ナザルバエフ氏の終身大統領制から議会制の国への移行を規定する憲法改革を目前に控えているカザフスタンにとって、この時期に国内政治状況が悪化する事は、到底受け入れられない。今年末に新たな大統領選挙を控えたキルギスも同じだ。一方タジクのラフモン大統領は、今のところ、ユーラシア統合への「賛成」と「反対」の長所をはかりにかけている。しかしロシア国内には、絶えず約百万ものタジクからの労働移民が存在しており、彼らの祖国への送金は、この国のGDPの30%から40%を占めている。つまり統合のプロセスは、タジク指導部の政治的意志とは独立して進んでいるのだ。キルギスの国家予算に関しても、状況はほぼ同様だ。このようにプーチン大統領の今回の電撃訪問の課題の一つは、訪問中に各国の指導者達と、ロシア経済安定化の条件の中で、ユーラシア統合の未来に関し、 落ち着いた意見の交換をする事であった。
そしてもう一つ焦眉のテーマとして挙がったのが、安全保障問題だった。
イスラム過激派の立場が強いタジキスタンが、実に様々なイスラム戦闘グループが集中するアフガニスタンと境を接していることを考えるならば、
プーチン大統領の今回の中央アジア訪問の中で、イスラム過激派対策が主要なテーマとなった事は十分理解できる。アルマアタ、ドゥシャンベ、ビシケクでは、アフガニスタンとのCIS南部境界線を集団安全保障条約の枠内で強化する事に、ロシアが援助するとの提案を受け入れる用意のあることが確認された。
そしてさらにもう一つ、今回のプーチン歴訪の前提条件となったのは、「トランプ・ファクター」とも言うべきものだ。
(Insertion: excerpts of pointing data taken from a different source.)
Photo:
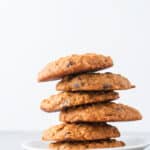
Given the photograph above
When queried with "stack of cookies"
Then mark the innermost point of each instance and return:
(85, 103)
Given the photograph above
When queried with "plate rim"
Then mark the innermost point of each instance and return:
(146, 143)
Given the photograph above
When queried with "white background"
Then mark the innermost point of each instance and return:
(34, 32)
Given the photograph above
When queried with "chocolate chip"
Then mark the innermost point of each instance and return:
(70, 63)
(67, 133)
(107, 86)
(76, 85)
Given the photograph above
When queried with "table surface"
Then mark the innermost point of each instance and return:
(13, 139)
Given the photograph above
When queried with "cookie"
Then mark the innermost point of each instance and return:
(94, 82)
(70, 99)
(100, 113)
(110, 143)
(74, 64)
(80, 132)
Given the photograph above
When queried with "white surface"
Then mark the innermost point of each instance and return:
(133, 142)
(34, 32)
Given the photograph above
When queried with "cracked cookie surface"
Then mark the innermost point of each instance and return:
(70, 99)
(94, 82)
(74, 64)
(100, 113)
(80, 132)
(110, 143)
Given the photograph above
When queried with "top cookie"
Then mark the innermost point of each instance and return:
(94, 82)
(74, 64)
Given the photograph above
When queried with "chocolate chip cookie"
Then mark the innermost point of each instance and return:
(80, 132)
(94, 82)
(106, 112)
(74, 64)
(69, 99)
(110, 143)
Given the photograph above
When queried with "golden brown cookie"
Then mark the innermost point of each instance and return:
(80, 132)
(100, 113)
(70, 99)
(110, 143)
(74, 64)
(94, 82)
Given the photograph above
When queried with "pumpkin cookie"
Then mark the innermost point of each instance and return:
(110, 143)
(80, 132)
(100, 113)
(94, 82)
(74, 64)
(70, 99)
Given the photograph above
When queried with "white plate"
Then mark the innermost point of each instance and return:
(132, 143)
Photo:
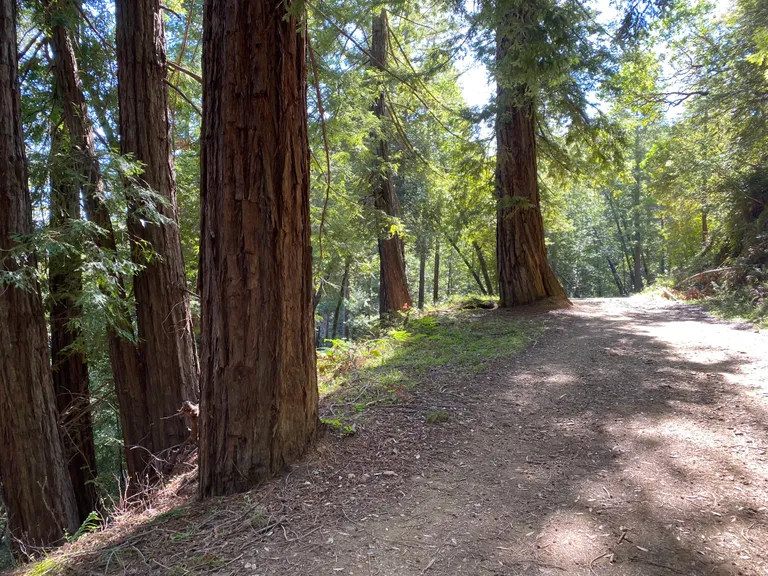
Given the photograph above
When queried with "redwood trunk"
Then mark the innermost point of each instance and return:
(166, 349)
(129, 386)
(524, 273)
(422, 276)
(483, 267)
(393, 282)
(70, 370)
(436, 273)
(258, 379)
(342, 295)
(36, 488)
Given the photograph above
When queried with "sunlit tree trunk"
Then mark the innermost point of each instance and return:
(258, 378)
(524, 273)
(166, 348)
(393, 289)
(135, 423)
(70, 370)
(36, 487)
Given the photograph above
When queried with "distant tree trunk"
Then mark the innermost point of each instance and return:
(468, 264)
(393, 290)
(622, 239)
(636, 192)
(70, 370)
(166, 348)
(616, 278)
(436, 273)
(130, 388)
(258, 382)
(483, 267)
(524, 273)
(342, 294)
(422, 276)
(36, 488)
(346, 310)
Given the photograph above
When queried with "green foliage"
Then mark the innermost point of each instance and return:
(436, 416)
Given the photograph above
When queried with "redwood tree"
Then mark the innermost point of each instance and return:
(70, 370)
(524, 272)
(166, 348)
(36, 488)
(393, 282)
(258, 378)
(129, 385)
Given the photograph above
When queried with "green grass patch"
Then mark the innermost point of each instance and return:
(354, 376)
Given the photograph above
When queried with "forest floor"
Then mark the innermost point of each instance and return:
(628, 438)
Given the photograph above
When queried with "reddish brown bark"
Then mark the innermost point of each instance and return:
(37, 491)
(167, 351)
(258, 378)
(129, 386)
(524, 273)
(70, 370)
(393, 282)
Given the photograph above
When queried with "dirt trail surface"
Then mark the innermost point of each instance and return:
(630, 439)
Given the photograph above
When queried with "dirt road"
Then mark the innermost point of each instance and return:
(630, 439)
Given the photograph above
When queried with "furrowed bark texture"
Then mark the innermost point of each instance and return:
(524, 273)
(70, 370)
(393, 282)
(258, 378)
(37, 491)
(126, 371)
(166, 343)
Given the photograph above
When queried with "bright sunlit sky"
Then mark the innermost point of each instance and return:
(474, 81)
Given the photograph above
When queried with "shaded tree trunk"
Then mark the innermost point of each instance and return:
(436, 273)
(393, 290)
(422, 276)
(343, 289)
(638, 238)
(70, 370)
(524, 273)
(622, 239)
(483, 267)
(135, 423)
(469, 266)
(258, 382)
(36, 487)
(166, 348)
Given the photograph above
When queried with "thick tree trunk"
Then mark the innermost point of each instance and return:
(130, 388)
(167, 351)
(37, 491)
(258, 382)
(483, 267)
(524, 273)
(393, 289)
(70, 370)
(422, 276)
(436, 273)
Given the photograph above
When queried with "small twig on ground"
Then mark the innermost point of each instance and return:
(592, 562)
(228, 563)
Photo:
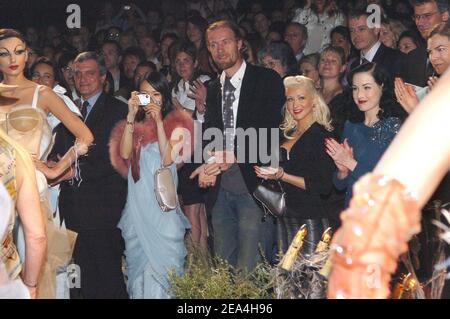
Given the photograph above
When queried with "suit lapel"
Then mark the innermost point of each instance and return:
(97, 111)
(218, 103)
(245, 97)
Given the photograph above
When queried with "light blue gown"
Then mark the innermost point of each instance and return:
(154, 240)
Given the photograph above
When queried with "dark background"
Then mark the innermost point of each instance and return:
(41, 13)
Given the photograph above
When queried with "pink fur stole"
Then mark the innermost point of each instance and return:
(144, 134)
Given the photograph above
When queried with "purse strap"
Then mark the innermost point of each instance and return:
(164, 154)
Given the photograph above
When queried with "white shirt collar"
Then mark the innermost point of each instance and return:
(370, 55)
(237, 78)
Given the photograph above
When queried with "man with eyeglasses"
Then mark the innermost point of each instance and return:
(427, 15)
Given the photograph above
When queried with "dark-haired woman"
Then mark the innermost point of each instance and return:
(141, 144)
(190, 80)
(374, 121)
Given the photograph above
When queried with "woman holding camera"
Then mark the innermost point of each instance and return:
(151, 137)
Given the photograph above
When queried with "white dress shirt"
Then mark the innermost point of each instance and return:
(236, 81)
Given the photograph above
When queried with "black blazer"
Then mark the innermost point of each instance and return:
(99, 200)
(260, 103)
(309, 160)
(389, 58)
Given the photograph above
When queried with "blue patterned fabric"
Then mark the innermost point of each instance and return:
(154, 240)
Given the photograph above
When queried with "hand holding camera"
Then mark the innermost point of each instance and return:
(133, 106)
(151, 105)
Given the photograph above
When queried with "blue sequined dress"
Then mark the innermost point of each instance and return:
(369, 144)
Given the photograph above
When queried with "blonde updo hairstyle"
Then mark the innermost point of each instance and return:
(321, 112)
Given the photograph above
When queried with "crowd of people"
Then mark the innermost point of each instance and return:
(335, 86)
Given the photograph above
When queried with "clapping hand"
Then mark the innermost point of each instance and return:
(406, 95)
(342, 155)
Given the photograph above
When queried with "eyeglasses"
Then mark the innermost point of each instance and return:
(425, 16)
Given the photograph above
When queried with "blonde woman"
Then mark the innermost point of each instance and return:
(17, 175)
(306, 171)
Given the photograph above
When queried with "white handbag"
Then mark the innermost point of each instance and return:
(165, 189)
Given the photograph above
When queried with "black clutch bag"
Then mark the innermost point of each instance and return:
(272, 197)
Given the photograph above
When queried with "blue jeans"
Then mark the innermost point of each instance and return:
(239, 232)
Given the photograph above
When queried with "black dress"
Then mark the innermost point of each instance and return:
(315, 204)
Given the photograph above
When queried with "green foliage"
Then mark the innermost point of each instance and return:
(213, 278)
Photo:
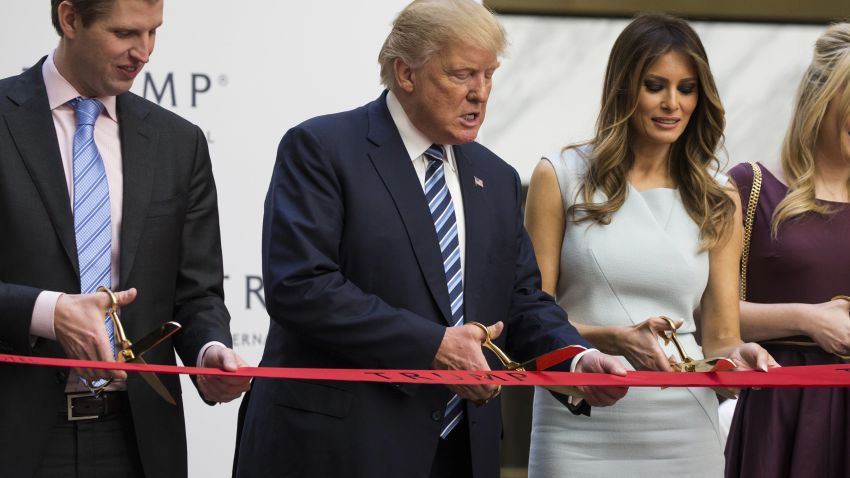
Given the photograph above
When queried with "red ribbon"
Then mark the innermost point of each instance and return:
(837, 375)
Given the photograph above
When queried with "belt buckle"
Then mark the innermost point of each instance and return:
(69, 398)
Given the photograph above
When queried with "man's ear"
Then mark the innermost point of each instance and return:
(68, 19)
(404, 77)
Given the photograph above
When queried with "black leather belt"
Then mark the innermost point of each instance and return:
(85, 406)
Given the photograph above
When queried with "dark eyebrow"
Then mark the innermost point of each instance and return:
(650, 76)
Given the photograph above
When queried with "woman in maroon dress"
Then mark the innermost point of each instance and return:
(799, 260)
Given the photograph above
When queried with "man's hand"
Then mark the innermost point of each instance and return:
(461, 350)
(597, 362)
(222, 389)
(78, 321)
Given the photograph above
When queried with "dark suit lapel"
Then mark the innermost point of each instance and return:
(32, 129)
(391, 161)
(138, 145)
(474, 207)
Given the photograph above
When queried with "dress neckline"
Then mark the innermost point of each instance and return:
(785, 187)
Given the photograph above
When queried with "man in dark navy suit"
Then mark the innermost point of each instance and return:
(387, 230)
(160, 252)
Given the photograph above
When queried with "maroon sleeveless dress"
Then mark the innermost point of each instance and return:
(800, 432)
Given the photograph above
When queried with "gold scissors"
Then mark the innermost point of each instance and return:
(716, 364)
(132, 353)
(542, 362)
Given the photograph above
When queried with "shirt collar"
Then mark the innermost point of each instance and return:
(60, 92)
(414, 140)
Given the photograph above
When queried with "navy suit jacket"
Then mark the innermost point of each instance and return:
(170, 251)
(354, 279)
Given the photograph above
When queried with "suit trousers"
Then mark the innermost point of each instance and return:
(101, 447)
(454, 458)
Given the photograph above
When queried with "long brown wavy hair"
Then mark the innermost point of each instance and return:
(693, 159)
(826, 79)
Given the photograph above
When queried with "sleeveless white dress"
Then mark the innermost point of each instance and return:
(645, 263)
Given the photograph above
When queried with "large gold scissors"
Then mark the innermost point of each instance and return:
(716, 364)
(132, 353)
(543, 362)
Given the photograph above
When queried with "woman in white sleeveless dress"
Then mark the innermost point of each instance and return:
(630, 226)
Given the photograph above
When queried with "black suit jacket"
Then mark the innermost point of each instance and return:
(354, 278)
(170, 252)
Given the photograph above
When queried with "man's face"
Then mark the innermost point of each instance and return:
(104, 58)
(448, 94)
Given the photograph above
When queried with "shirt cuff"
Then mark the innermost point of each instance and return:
(42, 315)
(578, 357)
(574, 401)
(204, 351)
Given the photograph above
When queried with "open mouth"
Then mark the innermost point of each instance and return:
(667, 123)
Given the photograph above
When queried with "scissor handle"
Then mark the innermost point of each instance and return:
(672, 338)
(123, 342)
(488, 344)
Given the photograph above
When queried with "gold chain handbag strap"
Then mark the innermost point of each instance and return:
(748, 228)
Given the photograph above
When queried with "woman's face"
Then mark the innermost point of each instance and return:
(668, 95)
(834, 135)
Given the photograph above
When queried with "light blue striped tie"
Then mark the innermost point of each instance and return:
(92, 219)
(443, 213)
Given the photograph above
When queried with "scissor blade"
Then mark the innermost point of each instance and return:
(154, 338)
(550, 359)
(154, 382)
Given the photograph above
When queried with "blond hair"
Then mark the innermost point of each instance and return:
(825, 79)
(425, 27)
(692, 157)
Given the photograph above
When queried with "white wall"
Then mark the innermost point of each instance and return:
(270, 65)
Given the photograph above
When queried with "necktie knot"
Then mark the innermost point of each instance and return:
(435, 153)
(87, 110)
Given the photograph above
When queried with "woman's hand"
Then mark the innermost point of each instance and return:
(751, 356)
(748, 356)
(639, 344)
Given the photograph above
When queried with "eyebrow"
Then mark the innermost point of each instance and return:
(665, 79)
ホワイトハウスの新しい主にトランプ氏がなり、対外政策について驚くべき発言がなされたことは、中央アジアに当惑を呼び起こした。トランプ大統領がTPP(環太平洋経済連携協定)から離脱した事、一つをとっても、経済統合に対する懐疑的な見方が生まれた。伝統的に米国寄りで、米国の物質的精神的支持を受けてきた中央アジアの政治的在野勢力の代表者も、動揺し始めた。対外政策において多角的アプローチを目指しながら、世界政治のプレーヤーの間で、自分達にとって最大の利益を得ようと、それを巧みな駆け引きとして用いてきた中央アジアの政治家らにとっても、新しい現実を評価するのは容易ではない。
そうした状況の中で、プーチン大統領は、歴訪を通じて、中央アジアとロシアが、安全保障面でも経済面でも、一時的ではない共通の利益で結ばれていることを明白に示した。そしてクレムリンも、こうした政治的方向性を、いかなる困難があろうとも、国際情勢がどのように変わろうとも、変えるつもりのない事を確認している。